You are viewing a plain text version of this content. The canonical link for it is here.
Posted to common-user@hadoop.apache.org by Nguyen Kien Trung <tr...@gmail.com> on 2007/07/06 05:05:54 UTC
Optimizing MapReduce

Hi all,

I am given a task to extract data from a big file to HDFS.
The input is a 1G text file contains millions of lines. The line starts 
with # which indicates a record. Subsequence lines which don't start 
with # are data of that record.
E.g:
# 1 2 A3 LOCS 43
4 FS 23 ....
5 SDF ....
# 3 4 D8
9 FS 45 ...
# 8 DFD 9
1 FS LL
2 LI O

the above file contains 3 records

The actual file contains around 1.5 million records.
The task is to extract those records, each into a text file and store in 
HDFS.

I've written a MapReduce program to do this job. But it doesn't seem to 
run as fast as I can imagine. Furthermore, it eats up all system 
resources in NameNode machine after few hours.
I tried to restart the program few times but it still can't finish the job.

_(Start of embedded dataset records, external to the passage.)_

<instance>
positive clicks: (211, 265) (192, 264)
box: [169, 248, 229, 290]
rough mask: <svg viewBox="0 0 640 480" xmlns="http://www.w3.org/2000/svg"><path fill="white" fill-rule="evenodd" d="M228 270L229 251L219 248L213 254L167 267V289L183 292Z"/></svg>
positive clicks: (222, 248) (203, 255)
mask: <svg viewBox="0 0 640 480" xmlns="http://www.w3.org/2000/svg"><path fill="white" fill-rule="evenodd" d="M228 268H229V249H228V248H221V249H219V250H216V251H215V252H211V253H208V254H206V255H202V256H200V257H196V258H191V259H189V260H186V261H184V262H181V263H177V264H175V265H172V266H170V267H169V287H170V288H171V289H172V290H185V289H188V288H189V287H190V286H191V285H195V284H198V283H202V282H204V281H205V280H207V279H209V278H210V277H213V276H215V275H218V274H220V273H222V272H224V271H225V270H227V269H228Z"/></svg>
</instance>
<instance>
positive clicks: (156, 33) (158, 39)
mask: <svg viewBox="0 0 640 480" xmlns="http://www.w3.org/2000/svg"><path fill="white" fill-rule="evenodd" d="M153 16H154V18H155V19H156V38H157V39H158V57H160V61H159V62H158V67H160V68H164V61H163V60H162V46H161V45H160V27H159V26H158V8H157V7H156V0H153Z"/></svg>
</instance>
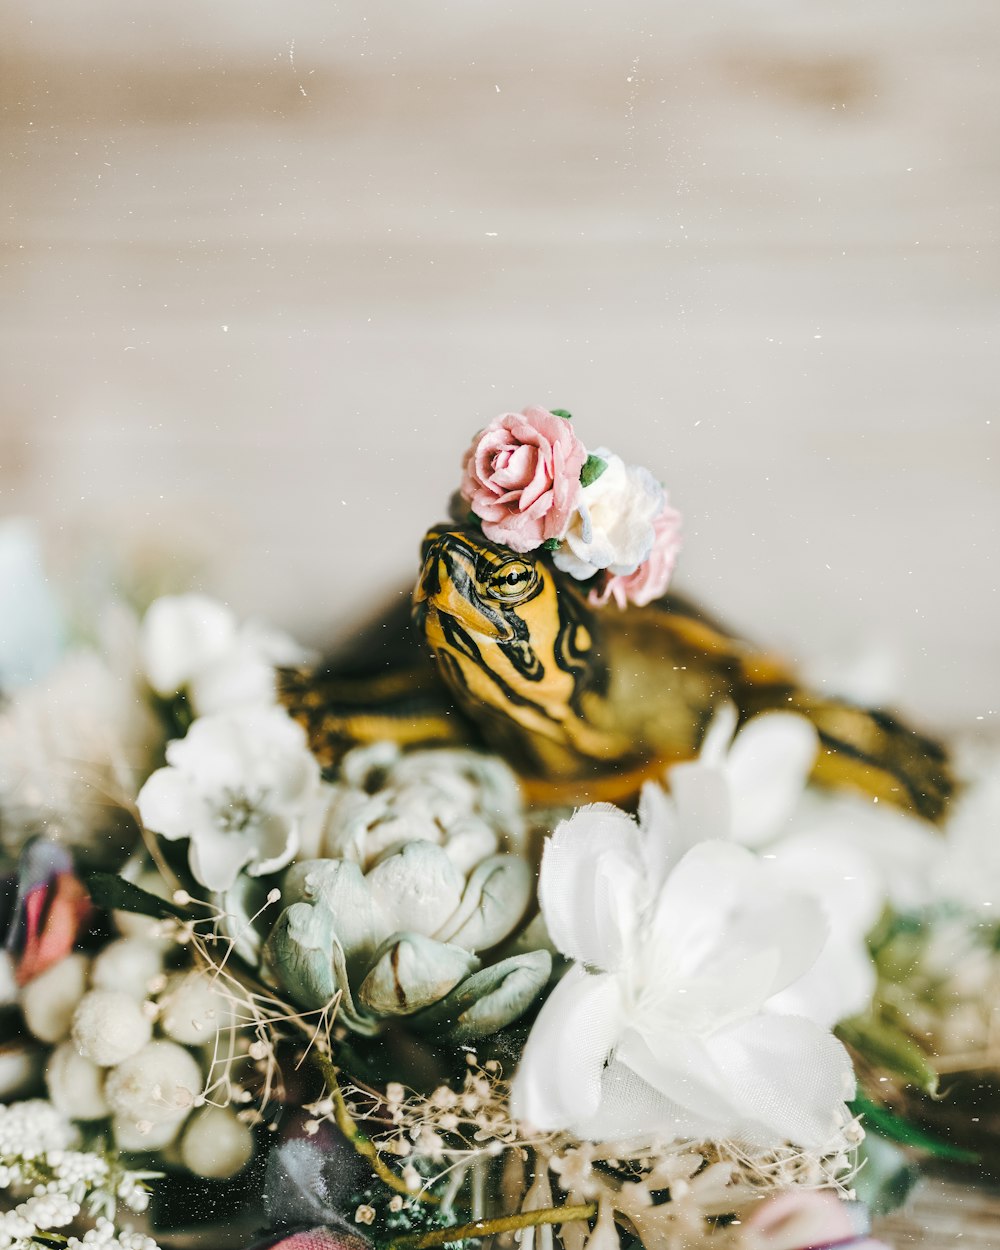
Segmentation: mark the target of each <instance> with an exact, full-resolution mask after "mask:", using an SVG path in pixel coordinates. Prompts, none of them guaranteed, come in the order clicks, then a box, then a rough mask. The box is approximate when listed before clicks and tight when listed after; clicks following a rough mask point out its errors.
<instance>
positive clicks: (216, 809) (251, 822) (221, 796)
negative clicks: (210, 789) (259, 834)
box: [216, 786, 264, 834]
mask: <svg viewBox="0 0 1000 1250" xmlns="http://www.w3.org/2000/svg"><path fill="white" fill-rule="evenodd" d="M262 801H264V791H262V790H236V789H231V788H229V786H226V788H225V789H224V790H222V793H221V795H220V803H219V806H217V808H216V821H217V824H219V828H220V829H221V830H222V831H224V833H226V834H242V833H245V831H246V830H247V829H250V828H252V826H254V825H255V824H257V821H259V820H260V816H261V804H262Z"/></svg>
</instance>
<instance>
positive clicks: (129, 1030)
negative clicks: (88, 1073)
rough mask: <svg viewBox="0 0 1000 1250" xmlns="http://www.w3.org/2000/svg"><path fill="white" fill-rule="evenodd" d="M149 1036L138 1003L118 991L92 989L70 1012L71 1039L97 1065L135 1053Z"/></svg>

The following describes what I did

First, I wrote a standalone program to split up the file into 100 
smaller files which contains equal number of records (not lines). Then I 
use 100 split files as the inputs for my MapReduce program.
This is my configuration and pseudo code for the MapReduce program

_Configuration:_
Running Hadoop 0.13.0 on 3 machines
*machine 1*: Penitum D 3.2Ghz, 2G RAM. Running as a namenode and a 
jobtracker (1G each)
*machine 2*:  Dual Core AMD Opteron(tm) Processor 170, 2G Ram. Running 
as a datanode and a tasktracker (1G each) with configuration:
    mapred.tasktracker.tasks.maximum = 4
    mapred.child.java.opts = -Xmx150m
*machine 3*:  Pentinum 4 HT 3.0 Ghz, 2G Ram. Running as a datanode and a 
tasktracker (1G each) with configuration:
    mapred.tasktracker.tasks.maximum = 4
    mapred.child.java.opts = -Xmx150

The MapReduce program is triggered in machine 1

_Pseudocode:
_CustomRecordReader:

constructor(file)
begin
    this.file = file;
end

function next(key, value)
begin
    ((Text) key). set(file.getUri().toString())
end

CustomInputFormat:
function getSplits(jobConf, numSplits):
begin
    splits = empty list;
    inputPaths = jobConf.getInputPaths(); // which returns only one, 
which contains 100 split files
    fs = FileSystem.get(jobConf);
    for each path in inputPaths
    begin
       for each file in fs.listPaths(path)
       begin
          splits.add(new FileSplits(file, 0, 1, job)); // just want to 
use the name of the file
       end
    end
end

function getRecordReader(split, jobConf, reporter)
begin
    return new CustomeRecordReader(((FileSplit) split).getPath());
end

Mapper:

function map(key, value, out, reporter)
begin
    file = new Path(((Text) key).toString());
    recCount = 0;
    start reading the file
    for each set of lines which forms a record
    begin
       recCount++
       out.collect(recCount, recordLines in string)
    end
    close the file
end
   
Reducer:

function reduce(key, values, out, reporter)
begin
    // there'd be more than one values as same recCount may be produced 
by multiple mappers
    for each value in values
    begin
       recordLines = value
       xmlRecord = convertToXml(recordLines)
       fileTemp = save xmlRecord to temp file
       copy fileTemp to HDFS using fileSystem.copyFromLocalFile
       // The reason I have to save xmlRecord to a temp file because if 
using Sequence.Writer, the text appears in the HDFS file is not pure text
       // Is there other solution?
    end
end


Driver:
Input format: CustomInputFormat
Output format: nulloutputformat
Number of mapper: 7
Number of reducer: 17
SpeculativeExecution: true

Sorry for my lengthy post.
Any suggestion and comments are highly appreciated and hope our 
discussion will bring up more understanding about Hadoop and MapReduce.

Cheers,

Trung